Ladislav Pešek (4.10. 1906 - 13.7. 1986)
Another rare example, whose popularity didn't fade after WW II. Pešek (born as Ladislav Pech) was born in a family with a long dramatical tradition and after "a lot of peripetias" he got to Prague, where he started to play in theatre. As he himself later said, he couldn't imagine that he would become a film actor, because cinema was a second-rate art for him. However, soon he acclimatized in it and his film career lasted for more than 50 years. Pešek performed mainly comedial roles of vulpine coons, fanfarons and clowns. One of the most beautiful figures is a failing student in very successful comedies Škola, základ života (School, the Basis of Life, 1938) and Cesta do hlubin študákovy duše (The Way into the Depth of the Student's Soul, 1939). I can also list a naive writer of second-rate detective stories in a parody Těžký život dobrodruha (A hard life of an adventurer, 1941). After WW II he became a professor at the conservatoire in Prague. From his roles in this time I can list Strakonický dudák (The Piper of Strakonice, 1955), Obušku, z pytle ven! (Club, get out of the sack!, 1955), Transport z ráje (A Transport from the Paradise, 1962), Adéla ještě nevečeřela (Adéla Hasn't Had Her Dinner Yet, 1977) etc.

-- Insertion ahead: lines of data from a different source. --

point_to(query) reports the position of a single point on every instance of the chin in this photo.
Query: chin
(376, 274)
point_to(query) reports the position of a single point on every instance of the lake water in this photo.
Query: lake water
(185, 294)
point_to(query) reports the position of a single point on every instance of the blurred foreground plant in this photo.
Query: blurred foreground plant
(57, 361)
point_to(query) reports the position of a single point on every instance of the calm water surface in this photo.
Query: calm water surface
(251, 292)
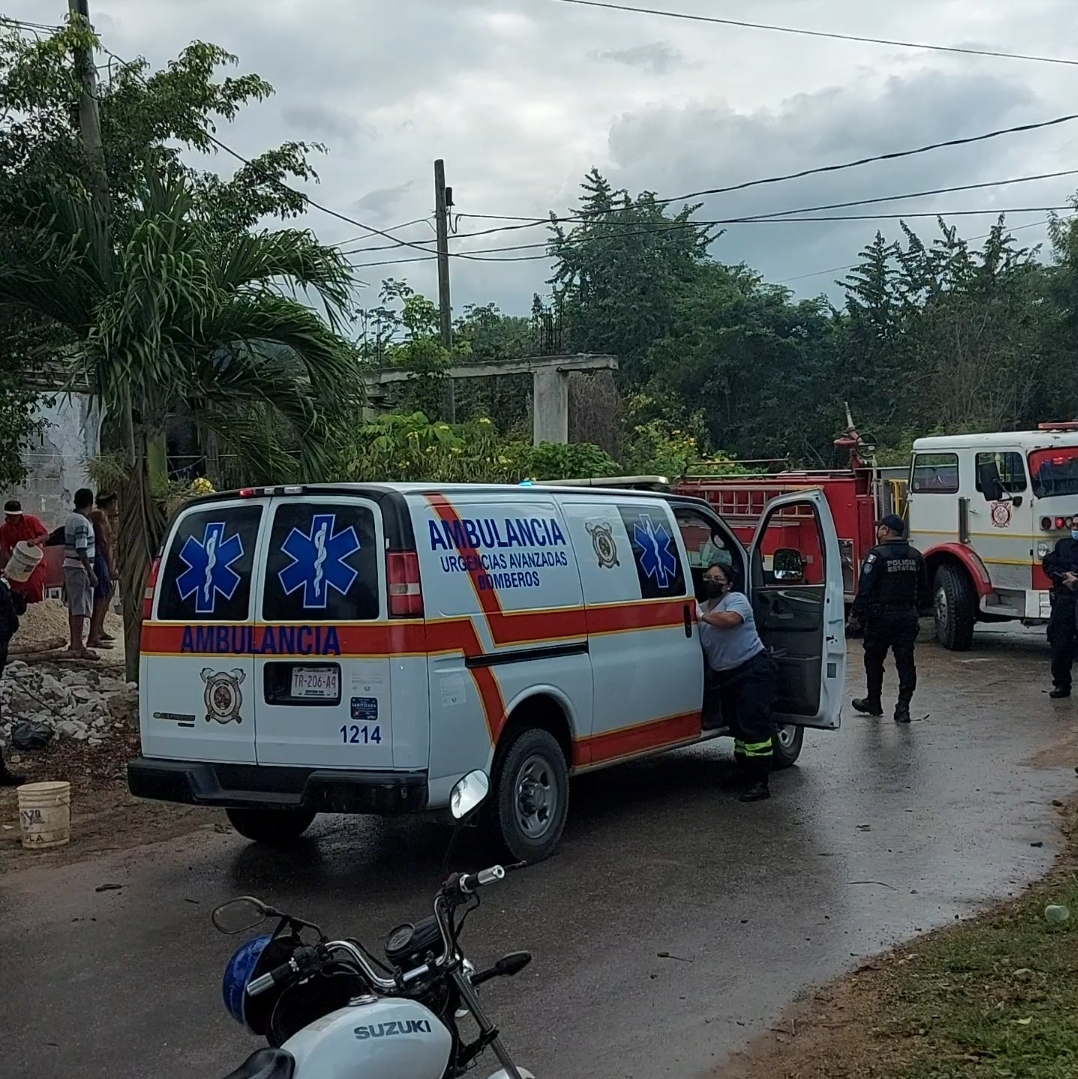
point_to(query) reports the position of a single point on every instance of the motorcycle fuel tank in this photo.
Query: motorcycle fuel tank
(386, 1038)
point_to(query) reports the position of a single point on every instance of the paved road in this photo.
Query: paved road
(881, 832)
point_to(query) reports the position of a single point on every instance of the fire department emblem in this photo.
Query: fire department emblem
(222, 696)
(602, 541)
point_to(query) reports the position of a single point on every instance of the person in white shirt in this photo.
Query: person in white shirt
(79, 577)
(746, 673)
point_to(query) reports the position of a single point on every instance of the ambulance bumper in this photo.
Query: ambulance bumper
(267, 787)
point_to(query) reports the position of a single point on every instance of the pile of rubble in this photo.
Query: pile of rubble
(71, 702)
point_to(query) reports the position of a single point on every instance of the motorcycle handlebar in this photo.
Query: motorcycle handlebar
(275, 977)
(468, 883)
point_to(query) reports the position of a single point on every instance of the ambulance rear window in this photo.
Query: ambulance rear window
(322, 564)
(208, 568)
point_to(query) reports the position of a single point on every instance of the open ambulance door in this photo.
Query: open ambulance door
(795, 586)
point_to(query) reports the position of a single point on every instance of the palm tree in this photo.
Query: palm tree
(176, 319)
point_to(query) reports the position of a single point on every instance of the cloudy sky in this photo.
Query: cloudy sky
(522, 97)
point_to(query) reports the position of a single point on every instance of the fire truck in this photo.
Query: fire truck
(985, 509)
(858, 495)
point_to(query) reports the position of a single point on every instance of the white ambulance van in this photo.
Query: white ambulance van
(359, 649)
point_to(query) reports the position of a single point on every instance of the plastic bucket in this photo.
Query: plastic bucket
(24, 560)
(44, 815)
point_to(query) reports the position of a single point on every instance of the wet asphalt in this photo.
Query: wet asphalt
(671, 926)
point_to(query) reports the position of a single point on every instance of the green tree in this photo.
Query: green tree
(183, 319)
(621, 271)
(149, 120)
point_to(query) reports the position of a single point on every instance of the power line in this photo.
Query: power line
(573, 219)
(851, 265)
(822, 33)
(879, 156)
(392, 228)
(477, 256)
(23, 24)
(922, 194)
(306, 199)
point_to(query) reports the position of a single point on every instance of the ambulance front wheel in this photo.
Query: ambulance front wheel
(787, 745)
(532, 794)
(271, 825)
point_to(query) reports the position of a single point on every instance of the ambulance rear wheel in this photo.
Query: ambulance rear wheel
(271, 825)
(532, 794)
(955, 608)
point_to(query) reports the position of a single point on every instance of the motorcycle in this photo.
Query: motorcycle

František Filipovský (23.9. 1907 Přelouč - 26.10. 1993)
A man regarded as the "king of Czech dubbing" was born in Přelouč in a musical family. He got to theatre only accidentally, when he stood in a theatre play. During his study at Charles university he "mixed" studying with playing in theatre and, eventually, in 1929 he decided to leave the school for the work in theatre. He has practically never performed any leading role, but his minor roles were ever so outstanding that he belonged to the most popular Czech actors. His first big chance was a student in Před maturitou (Before the leaving exam, 1932). As an unsympathetic servile groise he also acted in Škola, základ života (School, the Basis of Life, 1938) and Cesta do hlubin študákovy duše (The Way into the Depth of the Student's Soul, 1939). After WW II I can list his perfidious astrologer in a historical comedy Císařův pekař (The Emperor's Baker, 1951), a dull devil in a fairy-tale Hrátky s čertem (Playing with the Devil, 1956), a desperate father in Svatba jako řemen (A tidy marriage, 1967), a police chief in a comedy Čtyři vraždy stačí, drahoušku (Four murders are enough, honey, 1971) or an old detective in TV serial Hříšní lidé města pražského (Sinful people of the city of Prague, 1969). František Filipovský was especially loved for his inimitable way of dubbing of Louis de Funès. Thanks to him Funès enjoyed a little bit undeserved popularity in the country, because Filipovský raised his quality onto a considerably higher level. Today the annual award for the best Czech dubbers is called The award of František Filipovský. His daughter Pavlína Filipovská was a successful singer, his granddaughter Pavlína (Wolfová) is a prominent TV and radio moderator.